Building towers is known in the trade as "stacking steel." The towers are shipped in pieces, then bolted or welded into segments, either on-site or at the shop. The rigid sections are hauled skyward with a winch-driven 'load line,' and kept from swaying by a second steel cable, the 'tag-line.' Each section is bootstrapped up above the top of the tower, through the use of a tower- mounted crane, called the 'gin pole.' The gin pole has a 360-degree revolving device at its very top, the 'rooster head.' Each new section is deliberately hauled up, spun deftly around on the rooster head, stacked on top of all the previous sections, and securely bolted into place. Then the tower hands detach the gin pole, climb the section they just stacked, mount the ginpole up at the top again, and repeat the process till they're done.

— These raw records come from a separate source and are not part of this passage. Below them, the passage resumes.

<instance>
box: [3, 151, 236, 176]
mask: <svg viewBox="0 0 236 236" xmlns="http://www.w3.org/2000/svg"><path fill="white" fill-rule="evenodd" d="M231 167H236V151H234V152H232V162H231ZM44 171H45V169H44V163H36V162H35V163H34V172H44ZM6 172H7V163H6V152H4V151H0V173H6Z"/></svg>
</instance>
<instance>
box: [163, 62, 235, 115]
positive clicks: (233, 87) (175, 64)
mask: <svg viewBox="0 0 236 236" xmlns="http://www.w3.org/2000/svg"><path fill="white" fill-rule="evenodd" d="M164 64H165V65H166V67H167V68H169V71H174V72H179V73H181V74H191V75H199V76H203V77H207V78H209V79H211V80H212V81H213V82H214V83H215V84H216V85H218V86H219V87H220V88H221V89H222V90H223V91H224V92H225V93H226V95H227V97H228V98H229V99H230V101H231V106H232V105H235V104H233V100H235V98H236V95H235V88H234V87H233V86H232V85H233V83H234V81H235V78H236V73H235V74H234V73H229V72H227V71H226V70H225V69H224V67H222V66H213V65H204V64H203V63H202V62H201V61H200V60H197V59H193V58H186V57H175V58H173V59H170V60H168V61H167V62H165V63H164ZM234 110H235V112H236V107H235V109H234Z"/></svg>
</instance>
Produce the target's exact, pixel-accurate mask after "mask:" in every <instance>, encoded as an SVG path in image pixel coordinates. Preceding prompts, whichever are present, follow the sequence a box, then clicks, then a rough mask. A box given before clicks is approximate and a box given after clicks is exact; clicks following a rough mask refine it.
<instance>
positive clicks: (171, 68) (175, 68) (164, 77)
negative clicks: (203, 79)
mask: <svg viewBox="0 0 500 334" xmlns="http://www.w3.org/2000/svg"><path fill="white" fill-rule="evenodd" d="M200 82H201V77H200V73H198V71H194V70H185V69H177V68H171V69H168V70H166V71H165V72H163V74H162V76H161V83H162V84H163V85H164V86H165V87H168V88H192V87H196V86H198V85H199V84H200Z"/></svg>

Tower construction is a mature industry; there have not been many innovations in the last forty years. There's nothing new about galvanized steel; it's not high- tech, but it's plenty sturdy, it's easy to work and weld, and it gets the job done. The job's not cheap. In today's market, galvanized steel towers tend to cost about a million dollars per thousand feet of height.

Towers come in two basic varieties, self-supporting and guyed. The self-supporting towers are heavier and more expensive, their feet broadly splayed across the earth. Despite their slender spires, the guyed towers actually require more room. The bottom of a guyed tower is tapered and quite slender, often a narrow patch of industrial steel not much bigger than the top of a child's school-desk. But the foundations for those guy cables stretch out over a vast area, sometimes 100 percent of the tower's height, in three or four different directions. It's possible to draw the cables in toward the tower's base, but that increases the "download" on the tower structure.

Towers are generally built as lightly as possible, commensurate with the strain involved. But the strain is very considerable. Towers themselves are heavy. They need to be sturdy enough to have tower-hands climbing any part of them, at any time, safely.